In the past two weeks, I've had to answer five different rounds of questions about a Linked In "Company page". When I say five different rounds, that's essentially questions about the same topic, repeated five times in five different ways from five different people. Well, truth be told, one of those was the same person relaying a stream of conscious question that was about the same topic but raised in a slightly different way.
For your average moronic observer (like the guy who raised the question twice), it's a simple question of WTF, this area is hot, people are submitting inquiries, there is interest, WHY AREN'T WE DOING SOMETHING?!? Meanwhile, you and I, we're trained marketing pros -- we're sitting back, glassy eyed thinking, "what is this about"?
Linked In's company page feature is not new. It's similar to company pages on Facebook. It's a dynamically created page assembled from their database based on people selecting that company as where they work. From there, the page can be expanded with supplemental content. All well and good. Linked In also enables people who register with a company domain email address to become 'Admins' for the page. This ad hoc approach to administration is not new either, but it does raise important things to consider about who is publishing your company data and on which sites. If your company chooses not publish on Facebook or Linked In, should you have to monitor these types of sites that enable ad hoc administration and publishing?
But my real concern with Linked In's company page is that their product section. If you don't have products listed, they have a link that allows you to send a message to the company to let them know that you'd like to see their products and services listed on the page. This is the source of my recent round of WTF emails.
Essentially, Linked In wants to incite their visitors to shame our business into building content for their site.
So, as a marketing pro, the question that you have to ask is who is the audience for this and how do they use this content? How is it different from content that they have elsewhere? And why should we have to add content to their site when they could simply link to our web site?
While I understand using Linked In to help with hiring or to research social relationships in a business, I'm at a loss to understand how putting information about our products and services on their site is supposed to help our business -- unless our business is recruiting or sales consulting.
The Shame Engine
The really stupid part of this Linked In issue is the whole "send a message" aspect of this. Let's call it a shame engine. Essentially, it's similar to social shaming apps that try to drive behavioral change by socially publishing information about what you do so that you'll feel obligated to behave differently that might otherwise. Of course, it's one thing when you choose to use one of these things, it's another when you are simply subjected to it. That's kind of a dick move.

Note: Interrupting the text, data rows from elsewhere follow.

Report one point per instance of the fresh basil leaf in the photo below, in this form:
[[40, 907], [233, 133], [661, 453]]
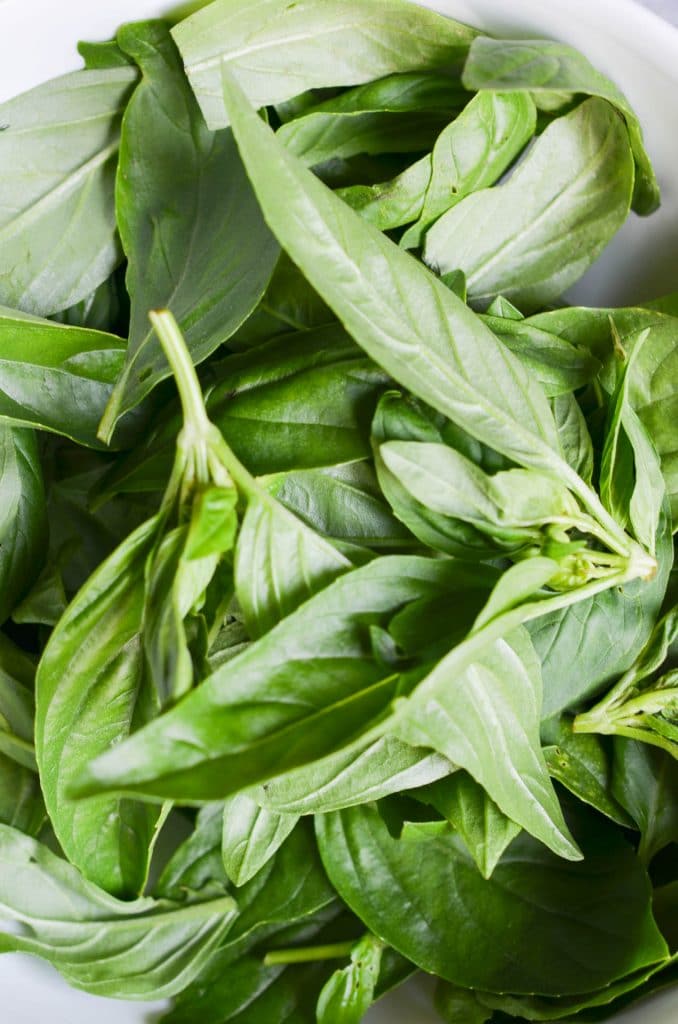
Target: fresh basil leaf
[[451, 710], [139, 949], [473, 153], [545, 67], [342, 502], [315, 44], [349, 992], [533, 238], [359, 773], [645, 782], [211, 240], [320, 652], [485, 830], [574, 432], [55, 377], [289, 305], [559, 366], [581, 763], [16, 705], [22, 806], [298, 402], [23, 516], [413, 326], [554, 909], [589, 645], [280, 563], [89, 684], [251, 836], [58, 152]]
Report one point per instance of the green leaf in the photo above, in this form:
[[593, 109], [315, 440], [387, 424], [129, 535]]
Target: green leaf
[[89, 685], [460, 1006], [555, 910], [645, 782], [349, 992], [631, 482], [210, 241], [23, 516], [480, 708], [559, 366], [277, 51], [510, 506], [485, 830], [300, 401], [574, 432], [582, 764], [58, 152], [359, 773], [545, 67], [473, 153], [22, 806], [218, 740], [16, 704], [342, 502], [589, 645], [251, 836], [55, 377], [533, 238], [397, 114], [280, 563], [406, 320], [140, 949]]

But using a Shame Engine is not limited to Linked In. Microsoft recently released an app for Windows Phone users called "Where's my App?". The app is supposed to help Windows Phone users find apps that are similar to software that's available on iOS or Android. But if you can't find a Windows Phone version of the app, it allows you to "send requests to app developers, encouraging them to develop for Windows Phone".
Ultimately, I think that attempting to leverage this approach against a business in this way is a significant marketing misstep for company using it. For Microsoft, it smells of desperation. With Linked In, there has always been sense of skeptical discontent inside the corporate firewall -- this is likely to push policies on restricted use.